What impressions do you have of Montag and Clarisse's friendship and show how it has made Montag unhappy with his relationship with Mildred?What impressions do you have of Montag and Clarisse's...
What impressions do you have of Montag and Clarisse's friendship and show how it has made Montag unhappy with his relationship with Mildred?
Clarisse's most important function in the novel is to get Montag to begin to question his role as a fireman and the futuristic society's rules and norms in general. Clarisse is innocent and has not yet been victim to the societal brainwashing. She is a direct contrast to Montag's wife Mildred. Mildred buys whole heartedly into everything she sees on the parlor walls and diligently interacts with the "family", obediently takes her pills, and listens to her seashell radio.
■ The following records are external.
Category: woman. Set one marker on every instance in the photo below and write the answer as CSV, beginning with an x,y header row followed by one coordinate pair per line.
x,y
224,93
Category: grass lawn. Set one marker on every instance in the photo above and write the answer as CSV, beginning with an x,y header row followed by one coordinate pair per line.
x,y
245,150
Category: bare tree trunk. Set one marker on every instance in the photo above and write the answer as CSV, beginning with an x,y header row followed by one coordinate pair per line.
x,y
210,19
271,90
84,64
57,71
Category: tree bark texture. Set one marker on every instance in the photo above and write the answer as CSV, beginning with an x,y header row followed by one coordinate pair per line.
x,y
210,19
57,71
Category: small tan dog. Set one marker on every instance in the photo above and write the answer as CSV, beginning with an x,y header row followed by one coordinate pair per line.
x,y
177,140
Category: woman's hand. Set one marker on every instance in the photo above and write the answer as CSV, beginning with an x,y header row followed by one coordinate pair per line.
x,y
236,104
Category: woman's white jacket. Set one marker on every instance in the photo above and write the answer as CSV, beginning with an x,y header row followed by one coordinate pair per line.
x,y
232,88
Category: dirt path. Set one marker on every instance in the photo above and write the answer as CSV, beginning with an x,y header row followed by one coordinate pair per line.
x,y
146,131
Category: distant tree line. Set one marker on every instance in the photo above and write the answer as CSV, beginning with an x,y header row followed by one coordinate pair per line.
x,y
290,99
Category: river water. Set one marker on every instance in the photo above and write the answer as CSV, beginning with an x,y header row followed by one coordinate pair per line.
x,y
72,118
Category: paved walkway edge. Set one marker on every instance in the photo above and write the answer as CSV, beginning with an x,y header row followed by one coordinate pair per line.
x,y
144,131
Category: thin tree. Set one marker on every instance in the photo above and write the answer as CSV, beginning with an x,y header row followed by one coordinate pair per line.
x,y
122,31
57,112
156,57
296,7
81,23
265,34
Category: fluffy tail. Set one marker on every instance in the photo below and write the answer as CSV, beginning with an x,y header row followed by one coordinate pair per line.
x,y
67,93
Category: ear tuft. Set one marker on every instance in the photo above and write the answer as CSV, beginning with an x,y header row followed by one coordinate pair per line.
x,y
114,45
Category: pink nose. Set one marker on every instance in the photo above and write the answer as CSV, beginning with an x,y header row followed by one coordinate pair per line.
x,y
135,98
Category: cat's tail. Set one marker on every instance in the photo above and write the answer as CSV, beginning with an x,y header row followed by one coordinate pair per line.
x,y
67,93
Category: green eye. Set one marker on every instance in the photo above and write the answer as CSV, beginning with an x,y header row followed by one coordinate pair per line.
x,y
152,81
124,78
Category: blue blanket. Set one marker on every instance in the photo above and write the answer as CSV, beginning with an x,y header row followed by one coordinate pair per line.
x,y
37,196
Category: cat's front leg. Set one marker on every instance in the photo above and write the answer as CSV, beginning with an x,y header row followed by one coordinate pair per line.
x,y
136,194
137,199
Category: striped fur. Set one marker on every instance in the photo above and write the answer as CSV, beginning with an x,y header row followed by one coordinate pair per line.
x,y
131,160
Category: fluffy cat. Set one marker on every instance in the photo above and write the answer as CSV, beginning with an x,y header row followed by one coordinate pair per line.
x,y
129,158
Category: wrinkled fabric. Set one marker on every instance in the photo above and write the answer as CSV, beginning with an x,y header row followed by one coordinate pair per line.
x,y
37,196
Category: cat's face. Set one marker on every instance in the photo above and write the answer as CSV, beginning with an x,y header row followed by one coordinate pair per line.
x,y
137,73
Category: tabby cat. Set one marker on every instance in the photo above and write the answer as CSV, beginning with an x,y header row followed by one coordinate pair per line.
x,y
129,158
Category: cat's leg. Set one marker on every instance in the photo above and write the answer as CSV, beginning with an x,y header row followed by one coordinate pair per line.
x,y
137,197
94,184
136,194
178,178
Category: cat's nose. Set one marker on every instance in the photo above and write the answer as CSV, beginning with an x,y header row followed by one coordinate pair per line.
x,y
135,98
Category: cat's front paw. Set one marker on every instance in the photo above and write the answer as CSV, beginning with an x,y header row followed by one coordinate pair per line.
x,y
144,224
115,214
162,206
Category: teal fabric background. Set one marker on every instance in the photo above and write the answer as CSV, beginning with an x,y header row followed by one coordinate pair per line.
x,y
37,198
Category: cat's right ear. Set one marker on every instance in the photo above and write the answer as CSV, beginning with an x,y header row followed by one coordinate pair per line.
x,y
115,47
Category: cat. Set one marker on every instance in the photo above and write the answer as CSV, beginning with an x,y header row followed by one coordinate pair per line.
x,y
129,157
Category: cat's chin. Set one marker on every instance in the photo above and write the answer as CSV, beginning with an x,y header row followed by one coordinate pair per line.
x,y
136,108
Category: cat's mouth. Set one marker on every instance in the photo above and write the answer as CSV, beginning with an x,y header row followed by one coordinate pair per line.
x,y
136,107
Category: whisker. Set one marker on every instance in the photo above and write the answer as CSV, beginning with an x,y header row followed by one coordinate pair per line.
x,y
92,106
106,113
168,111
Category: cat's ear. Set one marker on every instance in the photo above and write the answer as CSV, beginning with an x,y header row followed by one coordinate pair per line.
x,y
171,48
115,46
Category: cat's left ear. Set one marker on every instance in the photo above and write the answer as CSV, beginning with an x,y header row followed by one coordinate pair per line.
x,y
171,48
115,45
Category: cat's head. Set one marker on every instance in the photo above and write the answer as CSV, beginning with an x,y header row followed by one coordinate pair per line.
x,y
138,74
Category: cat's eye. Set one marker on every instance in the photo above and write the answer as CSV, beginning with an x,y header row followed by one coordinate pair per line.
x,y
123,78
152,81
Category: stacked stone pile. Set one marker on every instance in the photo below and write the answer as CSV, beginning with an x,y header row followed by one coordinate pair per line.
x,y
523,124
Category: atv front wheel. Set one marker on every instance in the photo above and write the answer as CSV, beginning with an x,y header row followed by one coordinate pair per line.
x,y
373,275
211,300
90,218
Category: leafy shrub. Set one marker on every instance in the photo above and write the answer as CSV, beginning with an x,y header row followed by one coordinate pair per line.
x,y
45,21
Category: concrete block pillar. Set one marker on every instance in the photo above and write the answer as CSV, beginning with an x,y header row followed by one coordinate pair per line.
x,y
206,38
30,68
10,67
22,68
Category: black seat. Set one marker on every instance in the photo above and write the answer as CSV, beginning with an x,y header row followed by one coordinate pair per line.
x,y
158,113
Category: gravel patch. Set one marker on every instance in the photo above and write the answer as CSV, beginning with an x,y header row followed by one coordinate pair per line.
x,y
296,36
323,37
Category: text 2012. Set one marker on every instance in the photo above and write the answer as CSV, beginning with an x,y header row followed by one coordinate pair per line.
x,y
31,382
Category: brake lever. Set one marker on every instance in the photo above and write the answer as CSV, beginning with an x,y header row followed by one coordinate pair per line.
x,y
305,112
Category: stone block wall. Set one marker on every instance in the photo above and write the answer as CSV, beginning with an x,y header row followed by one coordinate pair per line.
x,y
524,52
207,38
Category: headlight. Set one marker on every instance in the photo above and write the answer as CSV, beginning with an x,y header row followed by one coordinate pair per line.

Clarisse buys into none of it, reads, questions, and thinks for herself. She has a sense of history unlike the other people in the society. She is freespirited and freely discusses her feelings and ideas with Montag. This relationship with Clarisse, along with the incident with the woman in the house with the books, prompts Montag to question his entire existence and role in society. Clarisse's death seems to give him another push in leaving his life as a fireman.
In reading the book, I think that Montag's relationship with Clarisse was purely one of friendship. The movie alludes more to a romantic relationship, but if you've seen the movie you'll know that its a lot different than the novel.
Clarisse is extraordinarily bright and awakens the crital thinking factor in Montag. He has suppressed it all so long that when he meets this girl who questions everything, he enjoys it. Unlike Mildred, Clarisse is alive and interesting. Mildred just sits and watches others on the TV screens...she doesn't live, she lets others' lives roll over her. She conforms to the rules, Clarisse challenges them.
I have not seen the movie version, but I don't think Montag has anything but intrigue and friendship for this girl. In the book, he looks forward to seeing her and even looks for her, but it is for the value of discussion. It is almost as if she is the adult and he is the inquiring child growing into his mind. She is the catalyst in the novel who prompts him to do something about the nagging situation he finds himself in...without her, none of it would have happened.
The friendship is quite brief, remember, and mostly amounts to a few conversations. Montag is grateful, though he never really says so, to Clarisse for opening his eyes to the fantasy life he's been living, and reminding him that it's possible to have something more. Conversely, this knowledge and liberation make it more difficult to continue his unhappy life with his wife, and reveals to him in stark terms for far Millie has faded from reality.